The compassionate, tender-hearted opener ‘Future Sand’ deftly interweaves flutes and steady arpeggios. The Reichian pulse beneath the soaring melody is played not on the customary analogue sequencer, but on finger-picked acoustic guitar, one of the lodestars of Feinberg’s compositional approach. ‘Soft Power’, the buoyant and mesmeric title track that follows builds over a rich bed of guitars and a reverb-y Rhodes melody reminiscent of a Strata East LP, its narrative arc bountiful in energy, optimism and future dreaming, a perfect accompaniment to long days of summertide. “The most unexpected, unpredictable, and spontaneous moments in life live in the realm of softness”, quotes Feinberg. ‘Pose Beams’ blends the chamber-jazz approach of Penguin Café Orchestra with a balletic kosmische, climaxing with a galvanising crescendo and “free improv” section performed by fellow New Yorkers - Robbie Lee (piano) and Jefre Cantu-Ledesma, whose granular and modular synths sprinkle particle dust over the expressive drumming of John Thayer. ‘Flutter Intensity’ evokes in part the music of Cluster as played on acoustic guitars, which ping-pong across the stereo field, providing the canvas for a plaintive vibraphone line reminiscent of TNT-era Tortoise. Instruments move in tandem, but also drift and glide allowing them the space to hang in the air, the variegated rhythms, textures, and tones all laced into the fabric of the album.

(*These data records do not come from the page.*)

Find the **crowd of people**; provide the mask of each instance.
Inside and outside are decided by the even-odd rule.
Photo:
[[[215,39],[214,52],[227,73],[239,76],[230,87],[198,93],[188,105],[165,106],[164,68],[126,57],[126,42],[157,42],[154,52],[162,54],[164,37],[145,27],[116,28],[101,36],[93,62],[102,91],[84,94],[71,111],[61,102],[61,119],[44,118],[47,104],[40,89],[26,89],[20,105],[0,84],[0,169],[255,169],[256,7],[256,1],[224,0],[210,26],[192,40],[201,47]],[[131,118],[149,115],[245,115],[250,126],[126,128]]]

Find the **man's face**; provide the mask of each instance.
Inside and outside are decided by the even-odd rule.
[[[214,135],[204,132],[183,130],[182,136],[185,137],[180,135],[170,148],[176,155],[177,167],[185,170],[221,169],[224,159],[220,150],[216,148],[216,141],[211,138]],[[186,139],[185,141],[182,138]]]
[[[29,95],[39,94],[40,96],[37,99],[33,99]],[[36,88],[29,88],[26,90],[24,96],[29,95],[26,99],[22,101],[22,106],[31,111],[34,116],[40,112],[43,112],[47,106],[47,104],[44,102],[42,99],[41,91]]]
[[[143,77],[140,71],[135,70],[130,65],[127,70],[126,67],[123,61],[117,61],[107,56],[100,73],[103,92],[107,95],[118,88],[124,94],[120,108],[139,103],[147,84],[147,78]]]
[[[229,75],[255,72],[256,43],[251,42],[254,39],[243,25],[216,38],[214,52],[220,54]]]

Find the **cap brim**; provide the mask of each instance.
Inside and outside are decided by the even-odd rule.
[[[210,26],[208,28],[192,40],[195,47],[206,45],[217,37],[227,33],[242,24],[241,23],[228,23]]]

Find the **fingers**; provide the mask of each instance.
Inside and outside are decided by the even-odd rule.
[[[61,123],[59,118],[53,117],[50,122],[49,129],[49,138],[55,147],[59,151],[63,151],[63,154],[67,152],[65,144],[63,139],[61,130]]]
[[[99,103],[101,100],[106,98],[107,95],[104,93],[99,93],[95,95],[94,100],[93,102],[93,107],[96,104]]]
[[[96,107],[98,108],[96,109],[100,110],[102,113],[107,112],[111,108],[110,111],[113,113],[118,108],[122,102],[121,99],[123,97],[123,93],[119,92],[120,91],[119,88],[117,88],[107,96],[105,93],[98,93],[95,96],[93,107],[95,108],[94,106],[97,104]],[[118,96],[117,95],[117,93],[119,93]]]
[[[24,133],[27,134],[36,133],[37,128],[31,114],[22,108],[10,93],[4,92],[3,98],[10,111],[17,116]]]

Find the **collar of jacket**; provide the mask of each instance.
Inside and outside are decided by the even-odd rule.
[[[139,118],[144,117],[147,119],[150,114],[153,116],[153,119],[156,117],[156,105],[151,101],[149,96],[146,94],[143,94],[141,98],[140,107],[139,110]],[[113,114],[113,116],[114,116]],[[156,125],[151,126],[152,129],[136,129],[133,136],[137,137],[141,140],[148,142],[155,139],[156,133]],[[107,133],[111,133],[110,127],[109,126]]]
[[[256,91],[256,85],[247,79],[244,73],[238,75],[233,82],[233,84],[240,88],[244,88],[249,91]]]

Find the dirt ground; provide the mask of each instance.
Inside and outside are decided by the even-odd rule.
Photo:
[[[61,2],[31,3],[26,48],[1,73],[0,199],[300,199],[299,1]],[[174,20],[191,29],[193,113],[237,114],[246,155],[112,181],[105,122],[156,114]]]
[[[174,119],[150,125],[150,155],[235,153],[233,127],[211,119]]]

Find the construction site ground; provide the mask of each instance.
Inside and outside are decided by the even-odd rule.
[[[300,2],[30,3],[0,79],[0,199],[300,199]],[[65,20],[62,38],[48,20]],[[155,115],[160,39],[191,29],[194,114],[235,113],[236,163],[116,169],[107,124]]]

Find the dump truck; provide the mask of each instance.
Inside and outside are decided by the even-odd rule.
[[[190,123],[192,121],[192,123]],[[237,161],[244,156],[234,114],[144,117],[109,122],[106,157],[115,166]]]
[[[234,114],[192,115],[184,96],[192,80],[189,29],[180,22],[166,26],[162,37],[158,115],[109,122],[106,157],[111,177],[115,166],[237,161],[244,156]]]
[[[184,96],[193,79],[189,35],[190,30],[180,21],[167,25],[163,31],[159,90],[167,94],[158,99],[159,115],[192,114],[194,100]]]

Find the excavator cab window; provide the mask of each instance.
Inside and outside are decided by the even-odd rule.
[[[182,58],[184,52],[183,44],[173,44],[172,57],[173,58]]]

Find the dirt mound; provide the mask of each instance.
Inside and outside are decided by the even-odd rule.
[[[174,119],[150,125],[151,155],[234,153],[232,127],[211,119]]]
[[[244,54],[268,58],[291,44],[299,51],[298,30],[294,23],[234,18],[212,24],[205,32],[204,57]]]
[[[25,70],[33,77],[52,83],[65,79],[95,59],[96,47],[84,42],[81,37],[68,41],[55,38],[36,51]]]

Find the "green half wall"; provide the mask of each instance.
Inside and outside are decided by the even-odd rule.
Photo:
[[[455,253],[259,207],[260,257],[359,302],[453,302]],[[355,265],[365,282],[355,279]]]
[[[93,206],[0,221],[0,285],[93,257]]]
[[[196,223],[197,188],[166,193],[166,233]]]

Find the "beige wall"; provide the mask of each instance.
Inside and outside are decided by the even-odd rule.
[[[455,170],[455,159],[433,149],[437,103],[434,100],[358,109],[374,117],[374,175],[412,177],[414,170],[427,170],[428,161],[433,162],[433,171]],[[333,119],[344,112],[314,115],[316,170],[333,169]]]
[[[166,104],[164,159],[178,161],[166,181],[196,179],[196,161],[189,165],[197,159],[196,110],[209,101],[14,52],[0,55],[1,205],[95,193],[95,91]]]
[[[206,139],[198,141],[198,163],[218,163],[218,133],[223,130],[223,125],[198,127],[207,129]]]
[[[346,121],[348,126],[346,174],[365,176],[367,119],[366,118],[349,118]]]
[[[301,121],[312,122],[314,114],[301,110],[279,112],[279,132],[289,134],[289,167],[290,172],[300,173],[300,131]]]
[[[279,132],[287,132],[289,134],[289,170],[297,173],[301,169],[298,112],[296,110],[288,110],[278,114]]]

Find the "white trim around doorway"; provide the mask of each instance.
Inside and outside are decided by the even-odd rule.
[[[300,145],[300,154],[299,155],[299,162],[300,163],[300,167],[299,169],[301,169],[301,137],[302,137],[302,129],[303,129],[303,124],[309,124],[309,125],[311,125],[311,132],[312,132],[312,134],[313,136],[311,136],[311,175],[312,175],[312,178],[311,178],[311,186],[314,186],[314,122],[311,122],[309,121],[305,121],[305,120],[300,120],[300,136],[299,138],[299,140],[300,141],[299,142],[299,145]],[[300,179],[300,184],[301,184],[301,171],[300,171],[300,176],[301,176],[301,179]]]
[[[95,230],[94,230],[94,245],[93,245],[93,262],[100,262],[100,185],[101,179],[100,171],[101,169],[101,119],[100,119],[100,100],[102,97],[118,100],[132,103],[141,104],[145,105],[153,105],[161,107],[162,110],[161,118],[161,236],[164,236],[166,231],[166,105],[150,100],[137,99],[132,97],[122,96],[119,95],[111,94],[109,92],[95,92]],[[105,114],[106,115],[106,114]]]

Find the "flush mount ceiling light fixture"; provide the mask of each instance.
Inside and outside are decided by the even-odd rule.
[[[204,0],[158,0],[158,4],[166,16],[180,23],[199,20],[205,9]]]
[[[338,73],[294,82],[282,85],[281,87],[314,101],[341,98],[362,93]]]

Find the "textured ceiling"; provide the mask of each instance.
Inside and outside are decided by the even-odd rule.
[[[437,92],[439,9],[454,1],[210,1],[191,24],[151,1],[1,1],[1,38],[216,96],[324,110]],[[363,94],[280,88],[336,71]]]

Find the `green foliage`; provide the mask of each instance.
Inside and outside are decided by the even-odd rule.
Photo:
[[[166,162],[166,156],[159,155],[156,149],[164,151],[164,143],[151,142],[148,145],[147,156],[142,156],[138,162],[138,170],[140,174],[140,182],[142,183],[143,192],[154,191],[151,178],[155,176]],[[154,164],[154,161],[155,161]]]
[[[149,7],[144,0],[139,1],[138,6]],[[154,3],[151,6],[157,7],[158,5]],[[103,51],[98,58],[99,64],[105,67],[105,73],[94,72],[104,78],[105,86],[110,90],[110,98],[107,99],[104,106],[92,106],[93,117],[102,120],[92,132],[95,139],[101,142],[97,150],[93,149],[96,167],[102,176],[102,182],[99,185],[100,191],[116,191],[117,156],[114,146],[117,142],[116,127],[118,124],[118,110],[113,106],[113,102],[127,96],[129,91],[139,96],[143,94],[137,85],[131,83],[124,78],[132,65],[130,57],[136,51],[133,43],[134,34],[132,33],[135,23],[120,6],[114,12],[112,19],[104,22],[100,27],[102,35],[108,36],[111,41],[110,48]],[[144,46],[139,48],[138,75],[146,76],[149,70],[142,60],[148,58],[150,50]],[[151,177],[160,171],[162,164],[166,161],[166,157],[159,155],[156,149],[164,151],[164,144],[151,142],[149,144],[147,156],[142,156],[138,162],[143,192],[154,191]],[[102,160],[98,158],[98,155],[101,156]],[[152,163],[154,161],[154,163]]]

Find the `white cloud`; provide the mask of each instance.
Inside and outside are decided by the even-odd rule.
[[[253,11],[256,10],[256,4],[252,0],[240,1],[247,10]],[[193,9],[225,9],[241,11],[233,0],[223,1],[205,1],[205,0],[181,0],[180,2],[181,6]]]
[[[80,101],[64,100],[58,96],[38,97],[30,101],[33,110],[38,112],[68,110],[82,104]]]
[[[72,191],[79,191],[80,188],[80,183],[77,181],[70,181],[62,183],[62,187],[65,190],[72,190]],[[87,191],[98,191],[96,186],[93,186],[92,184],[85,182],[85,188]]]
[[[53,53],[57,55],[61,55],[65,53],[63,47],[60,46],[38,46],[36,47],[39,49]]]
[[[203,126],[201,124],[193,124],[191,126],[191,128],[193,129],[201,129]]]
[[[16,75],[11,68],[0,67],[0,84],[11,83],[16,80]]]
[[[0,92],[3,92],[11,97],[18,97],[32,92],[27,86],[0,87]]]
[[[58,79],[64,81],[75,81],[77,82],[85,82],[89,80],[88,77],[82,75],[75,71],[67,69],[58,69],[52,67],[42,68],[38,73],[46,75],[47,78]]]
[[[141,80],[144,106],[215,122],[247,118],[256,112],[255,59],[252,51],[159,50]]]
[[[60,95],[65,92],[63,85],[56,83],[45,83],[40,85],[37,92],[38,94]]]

At the centrefold of the albums 7-tracks is ‘The Big Clock’, a tryptic piece that evolves from pairs of stretched varying tones, creating fields of technicolour over an unabashed motorik beat, serving to offset the pastoral and ambient registers heard elsewhere. It features the first of two appearances from David Moore (Bing and Ruth) who plays lilting piano lines on the come-down. ‘There Was Somebody There’ returns to the album’s earlier wistfulness, a hard stereo-panned soundworld with lightly strummed, interlocking acoustic guitars combining to pigment a washy, painterly scene. David Moore and Jefre Cantu-Ledesma provide reviving synths, the underlying pulse that seems to simulate a life cycle; another day on Earth. The album closes with the reflective ‘Get Some Rest’ featuring Mary Lattimore, whose harp pluckings set a dreamlike tone against bare organic acoustics and flourishing flutes to create a sense of realignment and restoration.Feinberg artfully transcends the listener to an enriched place, his compositions distinguished by the deep humanity that lies at their core, plugging the listener into a state of wide eyed being, open and alive. Soft Power then is Ezra’s own mantra but also one of power giving - a colourful catharsis translated into music.
Feinberg’s music always speaks to the listener, but Soft Power, in whispering, speaks loudest.